Nous le rappelons fermement : notre revendication principale est le retrait de ce projet de loi.

En effet, les différents faits relatés dernièrement dans les médias n'ont fait que renforcer la volonté du gouvernement de passer en force le projet « Bachelot » (HPST). L'étranglement financier du service public est bien orchestré, avec en partition, la forte diminution du personnel sous prétexte de mutualiser les compétences pour couvrir tous les terrritoires de Santé. Les hôpitaux sont en passe de se transformer en usines à soins : le patient devient client, le soignant devient exécutant.

 

Nous refusons la mise en danger de nos professions et de nos patients. Nous avons avant tout besoin de reconnaissance professionnelle et sociale. Nous voulons aujourd'hui et demain faire le travail pour lequel nous sommes formés.

 

Soigner, c'est aussi prendre soin !!!!

 

D'ores et déjà, les employés de l'Hôpital de L'Aigle(59% de grevistes), soutenus par une très large majorité de la population du bassin(+ de 1400 signataires à notre pétition), seront prêt à manisfester à nouveau leur refus de la situation actuelle et les projets du gouvernement.

 

 

Nous sommes tous concernés, refusons ensemble ce projet de loi, les diresteurs,les médecins, les cadres, les infirmières, les kinés, les aides soignants, les ASH, les ouvriers,les techniciens,les administratifs ...

 

TOUS ENSEMBLE refusons ce projet.

 

Arrétons l'asphyxie de notre établissement.
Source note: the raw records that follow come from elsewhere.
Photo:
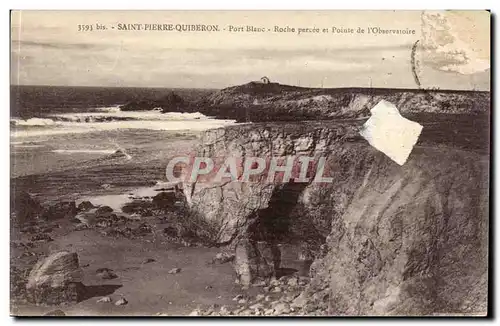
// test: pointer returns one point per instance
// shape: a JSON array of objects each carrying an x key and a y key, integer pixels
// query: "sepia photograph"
[{"x": 250, "y": 163}]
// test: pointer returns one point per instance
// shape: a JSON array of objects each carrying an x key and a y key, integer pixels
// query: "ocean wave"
[
  {"x": 85, "y": 122},
  {"x": 34, "y": 122},
  {"x": 87, "y": 151}
]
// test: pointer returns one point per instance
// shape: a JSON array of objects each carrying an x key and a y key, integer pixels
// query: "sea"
[{"x": 75, "y": 142}]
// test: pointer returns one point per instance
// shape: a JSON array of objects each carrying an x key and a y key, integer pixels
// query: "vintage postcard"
[{"x": 249, "y": 163}]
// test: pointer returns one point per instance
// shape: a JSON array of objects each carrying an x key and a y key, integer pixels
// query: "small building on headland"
[{"x": 265, "y": 80}]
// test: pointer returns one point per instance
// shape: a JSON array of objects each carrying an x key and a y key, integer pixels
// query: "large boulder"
[{"x": 55, "y": 280}]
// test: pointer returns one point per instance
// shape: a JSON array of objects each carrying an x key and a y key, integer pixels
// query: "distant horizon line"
[{"x": 304, "y": 87}]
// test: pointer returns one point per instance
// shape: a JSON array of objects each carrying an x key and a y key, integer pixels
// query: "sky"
[{"x": 453, "y": 50}]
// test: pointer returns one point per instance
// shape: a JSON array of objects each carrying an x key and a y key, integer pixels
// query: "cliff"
[
  {"x": 395, "y": 240},
  {"x": 259, "y": 102}
]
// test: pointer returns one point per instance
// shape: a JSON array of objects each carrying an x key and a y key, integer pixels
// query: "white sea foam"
[
  {"x": 88, "y": 151},
  {"x": 72, "y": 123}
]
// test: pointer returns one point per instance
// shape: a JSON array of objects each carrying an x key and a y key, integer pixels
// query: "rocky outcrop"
[
  {"x": 256, "y": 261},
  {"x": 168, "y": 103},
  {"x": 60, "y": 210},
  {"x": 398, "y": 240},
  {"x": 259, "y": 102},
  {"x": 56, "y": 280},
  {"x": 24, "y": 208}
]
Oui, nous avons besoin d'une réforme, d'une réorganisation. Pour cela la CGT propose : des effectifs suffisants, la reconnaissance des compétences professionnelles, le respect du temps de travail et de repos (éviter le présentéisme), reconnaître la pénibilité du travail, la reconnaisance des qualifications, la reconnaisance du travail collectif, retrouver le sens de notre travail....

 

TOUS ACTEURS DU SOIN , TOUS ENSEMBLE REFUSONS LA LOGIQUE COMPTABLE, TOUS ENSEMBLE BATTONS NOUS POUR QUE LA SANTE DE NOTRE HOPITAL, NOTRE SANTE, LA SANTE DE NOS PATIENTS SOIENT RESPECTEES

 

Les membres de la section CGT du Centre Hospitalier de L'Aigle

26.01.2009

Journée nationale de mobilisation Interprofessionnelle le 29 janvier 2009

APPEL DES ORGANISATIONS SYNDICALES CFDT, CFE-CGC, CFTC, CGT, FO, FSU, SOLIDAIRES, UNSA.

La crise économique amplifiée par la crise financière internationale touche durement une grande partie des salariés dans leurs emplois et leurs revenus. Alors qu’ils n’en sont en rien responsables les salariés, demandeurs d’emploi et retraités, en sont les premières victimes. Elle menace l’avenir des jeunes, met à mal la cohésion sociale et les solidarités ; elle accroît les inégalités et les risques de précarité. Surmonter cette crise implique des mesures urgentes d’une autre nature que celles prises par l’Etat et les entreprises, pour être au service de l’emploi et des rémunérations.

C’est pourquoi, les organisations syndicales (CFDT, CFE-CGC, CFTC, CGT, FO, FSU, SOLIDAIRES, UNSA) appellent les salariés du privé et du public, les chômeurs et les retraités, à une journée nationale de mobilisation interprofessionnelle le 29 janvier 2009 : elle donnera lieu dans tout le pays à des grèves et des manifestations. Elles appellent à agir massivement et interpeller les responsables gouvernementaux, les responsables patronaux et les employeurs pour :

- défendre l’emploi privé et public,

- lutter contre la précarité et les déréglementations économiques et sociales,

- exiger des politiques de rémunérations qui assurent le maintien du pouvoir d’achat des salariés, des chômeurs et des retraités et réduisent les inégalités,

- défendre le cadre collectif et solidaire de la protection sociale,

- des services publics de qualité qui assurent en particulier tout leur rôle de réponse aux besoins sociaux et de solidarité.

Les organisations syndicales rendront publique le 5 janvier 2009, une déclaration commune développant leurs propositions et revendications.